Last updated on Maggio 15th, 2020 at 11:16 am
Una delle principali preoccupazioni dell’Organizzazione delle Nazioni Unite (ONU) e dell’Organizzazione Mondiale della Sanità (OMS) nel corso della pandemia di coronavirus è consentire alle donne di accedere all’aborto. Sulla questione l’OMS si è espressa ‒ come riportato da “iFamNews” nelle scorse settimane ‒, affermando che «durante l’epidemia di CoVID-19 i servizi relativi alla salute riproduttiva sono considerati servizi essenziali». Tradotto: nonostante il sovraccarico degli ospedali, gli aborti devono continuare a essere praticati. Si può derogare alle visite non urgenti e persino, in certi casi, alle chemioterapie, ma non all’aborto.
Le due risoluzioni
Ora, come riferisce il Center for Family & Human Rights (C-Fam) – organizzazione che ha un rappresentante all’ONU -, sulla stessa linea si collocano anche due risoluzioni presentate nei giorni scorsi all’Assemblea generale delle Nazioni Unite, entrambe riguardanti l’impatto del coronavirus sulle donne. Tutte e due prenderebbero le mosse da un documento pubblicato dal Fondo delle Nazioni Unite per la popolazione (UNFPA), che elenca una serie di politiche prioritarie per proteggere le donne dalla pandemia, tra cui «servizi di salute sessuale e riproduttiva».

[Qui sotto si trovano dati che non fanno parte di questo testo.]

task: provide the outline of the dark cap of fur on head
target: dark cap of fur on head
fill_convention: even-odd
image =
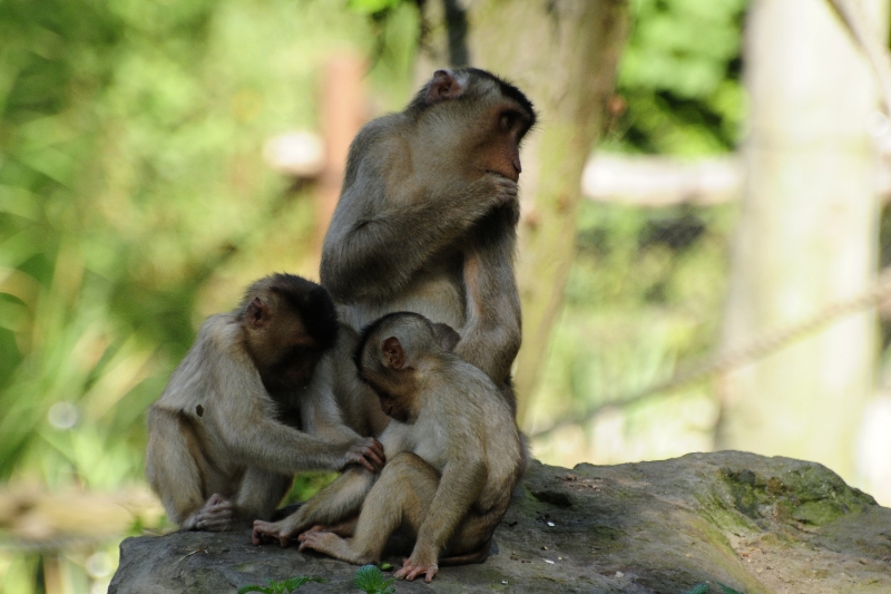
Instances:
[[[386,315],[383,315],[382,318],[378,318],[376,320],[374,320],[373,322],[368,324],[365,328],[363,328],[362,331],[359,333],[359,341],[356,342],[355,350],[353,351],[353,362],[355,363],[356,371],[360,371],[360,372],[362,371],[362,352],[364,352],[365,344],[368,343],[368,341],[371,338],[371,335],[374,332],[376,332],[378,329],[381,328],[384,323],[386,323],[388,320],[391,320],[391,319],[393,319],[393,318],[395,318],[398,315],[400,315],[400,317],[401,315],[411,315],[411,317],[418,318],[420,320],[423,320],[428,324],[430,323],[430,320],[428,320],[427,318],[424,318],[420,313],[414,313],[413,311],[394,311],[394,312],[388,313]],[[362,376],[360,373],[360,378]]]
[[[471,75],[471,77],[473,78],[483,78],[495,82],[501,90],[501,95],[519,104],[519,106],[522,107],[529,114],[530,117],[529,127],[531,128],[532,126],[535,126],[536,109],[535,106],[532,105],[532,101],[530,101],[529,98],[526,95],[523,95],[523,92],[520,89],[518,89],[503,78],[498,77],[492,72],[489,72],[488,70],[482,70],[480,68],[454,68],[451,69],[450,71],[456,76],[467,72]],[[418,91],[418,94],[414,96],[414,98],[412,98],[411,103],[409,104],[407,111],[422,111],[427,109],[427,107],[429,107],[427,105],[427,89],[428,86],[424,85],[424,87]],[[470,98],[472,96],[473,96],[473,89],[472,85],[470,85],[470,88],[467,89],[467,92],[461,94],[454,100],[460,101],[462,99]]]
[[[242,310],[249,295],[260,289],[275,293],[296,310],[306,332],[320,349],[327,350],[337,341],[337,311],[327,289],[303,276],[280,272],[252,284],[245,292]]]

La prima risoluzione ‒ sponsorizzata da Algeria, Cina, Egitto, Arabia Saudita e Zambia ‒ riconoscerebbe le prerogative nazionali quando si affrontano determinati temi. La seconda, invece, sponsorizzata da alcuni Paesi europei, affiderebbe maggior potere decisionale all’ONU subordinandone la sovranità degli Stati. Non solo, questa seconda risoluzione comprenderebbe anche una «nota di orientamento» esplicitamente pro-aborto.
La situazione
Il dibattito sulle due risoluzioni tra i Paesi membri dell’ONU è ancora in corso. Ci sarebbero, tuttavia, sottolinea C-Fam, almeno un paio di elementi che lascerebbero supporre che la strada per la difesa della vita sia in salita. Il sito d’informazione pro-life statunitense fa riferimento anzitutto alle ormai note pressioni delle lobby abortiste. Nulla di nuovo riguardo il primo punto, dunque. Ciò che rappresenta una novità, in questa fase, è invece la modifica delle procedure del sistema delle Nazioni Unite per via delle norme anti-contagio. Sembra che gli Stati membri debbano ripubblicare le risoluzioni da remoto, a distanza, non ci sarebbero negoziazioni informali di risoluzioni e alle delegazioni verrebbero assegnati dei termini temporali entro i quali è possibile opporsi alle risoluzioni. Se non si sollevano obiezioni, la risoluzione viene dichiarata adottata.
L’UNFPA dà i numeri sull’aborto
Secondo l’UNFPA, la pandemia sta limitando l’accesso alla contraccezione dal momento che molte cliniche limitano i servizi e diverse donne evitano di andarci a causa delle restrizioni agli spostamenti. Una stima dell’UNFPA prevede che saranno dalle circa 325mila ai 15milioni le gravidanze indesiderate in tutto il mondo. Le preoccupazioni per l’aborto impensieriscono anche altre organizzazioni internazionali. Analogo allarme lo ha lanciato Amnesty International, la cui direttrice per le Americhe, Erika Guevara-Rosas, ha affermato: «I servizi per la salute sessuale e riproduttiva sono attualmente fuori dalla portata di molte tra donne e ragazze dell’area. Non possiamo permettere che questo continui. Il contenimento del CoViD-19 non rappresenta una scusa per abbandonarle: è anzi un motivo per dare loro priorità».